2. Description of the Related Art
In general, conventional signal processing systems are initialized by a reset signal so as to ensure operation starting of the conventional signal processing systems from a predetermined status.
In most cases, the conventional power-on reset circuit 7 shown in FIG. 1 is an analog circuit, and includes a resistor 71, a capacitor 72, and a comparator 73. When a voltage across the capacitor 72, as charged by a supply voltage (VDD), is greater than a reference voltage, a reset signal generated by the comparator 73 changes from a first predetermined logic level (0) to a second predetermined logic level (1) such that a signal processing system 6 is driven to enter an operating mode from an initial mode. On the other hand, when the capacitor 72 is discharged as a result of removal of the supply voltage (VDD) such that the voltage across the capacitor 72 is lower than the reference voltage, the reset signal changes from the second predetermined logic level (1) to the first predetermined logic level (0).
However, since the charging/discharging rate of the capacitor 72 depends on the manufacturing process thereof, it is difficult to control transition timing of the reset signal of various power-on reset circuits, even though their circuits are of the same type.
Referring to FIG. 2, U.S. Pat. No. 6,970,026 discloses another conventional analog power-on reset circuit 8. The power-on reset circuit 8 includes an oscillator 81, a frequency detector 82 including two capacitors (C1, C2), and a comparator 83. The oscillator 81 generates an oscillating signal (ck). The capacitors (C1, C2) are charged/discharged by a supply voltage (VDD) at a rate that depends on a switching frequency of the oscillating signal (ck). Therefore, as compared to the conventional power-on reset circuit 7 of FIG. 1, the transition point of the reset signal generated by the comparator 83 between the first and second predetermined logic levels (0, 1) can be more precisely determined.
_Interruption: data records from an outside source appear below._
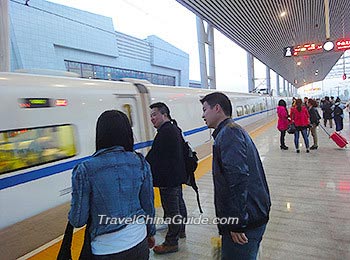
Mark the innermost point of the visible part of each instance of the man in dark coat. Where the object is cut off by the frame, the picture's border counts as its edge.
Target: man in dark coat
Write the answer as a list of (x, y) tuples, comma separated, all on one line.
[(166, 158), (241, 194)]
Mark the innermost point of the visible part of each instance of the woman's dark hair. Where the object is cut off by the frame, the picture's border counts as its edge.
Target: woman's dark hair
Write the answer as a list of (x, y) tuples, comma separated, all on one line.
[(113, 128), (219, 98), (282, 103), (164, 110)]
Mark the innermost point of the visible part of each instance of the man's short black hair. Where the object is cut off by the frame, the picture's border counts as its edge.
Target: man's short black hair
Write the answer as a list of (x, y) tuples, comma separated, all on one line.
[(219, 98), (162, 108)]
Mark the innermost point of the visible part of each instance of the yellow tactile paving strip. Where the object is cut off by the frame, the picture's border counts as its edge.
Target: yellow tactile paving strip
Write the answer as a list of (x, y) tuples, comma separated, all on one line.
[(204, 167)]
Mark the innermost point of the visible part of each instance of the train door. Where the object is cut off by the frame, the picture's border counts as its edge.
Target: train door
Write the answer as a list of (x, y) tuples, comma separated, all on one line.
[(128, 105)]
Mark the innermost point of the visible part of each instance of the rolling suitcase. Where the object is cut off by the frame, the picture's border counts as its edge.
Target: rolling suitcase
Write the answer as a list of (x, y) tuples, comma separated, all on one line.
[(337, 138)]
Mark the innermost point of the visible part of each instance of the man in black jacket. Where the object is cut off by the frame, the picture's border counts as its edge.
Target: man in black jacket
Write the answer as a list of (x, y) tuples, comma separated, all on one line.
[(241, 195), (166, 158)]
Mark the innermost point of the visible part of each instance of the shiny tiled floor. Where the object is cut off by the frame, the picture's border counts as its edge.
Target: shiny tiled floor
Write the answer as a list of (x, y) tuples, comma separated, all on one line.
[(310, 216)]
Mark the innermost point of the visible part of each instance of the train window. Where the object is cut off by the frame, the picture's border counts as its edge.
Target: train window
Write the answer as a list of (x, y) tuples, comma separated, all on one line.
[(24, 148), (262, 106), (253, 108), (257, 107), (246, 109), (128, 111), (239, 111)]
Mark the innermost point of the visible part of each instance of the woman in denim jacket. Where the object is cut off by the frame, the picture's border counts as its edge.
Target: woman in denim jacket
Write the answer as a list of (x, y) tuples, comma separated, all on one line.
[(113, 191)]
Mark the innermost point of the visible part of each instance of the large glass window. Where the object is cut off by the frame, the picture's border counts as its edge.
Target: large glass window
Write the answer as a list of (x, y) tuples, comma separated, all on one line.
[(23, 148), (86, 70)]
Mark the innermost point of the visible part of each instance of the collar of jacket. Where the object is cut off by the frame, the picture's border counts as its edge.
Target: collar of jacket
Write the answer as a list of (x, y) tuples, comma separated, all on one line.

However, a large supply voltage (VDD) is required for operation of the conventional power-on reset circuits 7, 8. Since the signal processing system 6 may be a digital circuit, or a circuit that requires less operating power, when the signal processing system 6 and the conventional power-on reset circuit 8 are coupled to the same supply voltage, during gradual increase of the supply voltage from zero to a steady voltage level (i.e., VDD), the signal processing system 6 may enter the operating mode prior to transition of the reset signal from the first predetermined logic level (0) to the second predetermined logic level (1). As a result, the signal processing system 6 may not have entered the operating mode from the initial mode, which is desirable, and may thus create unexpected consequences and problems.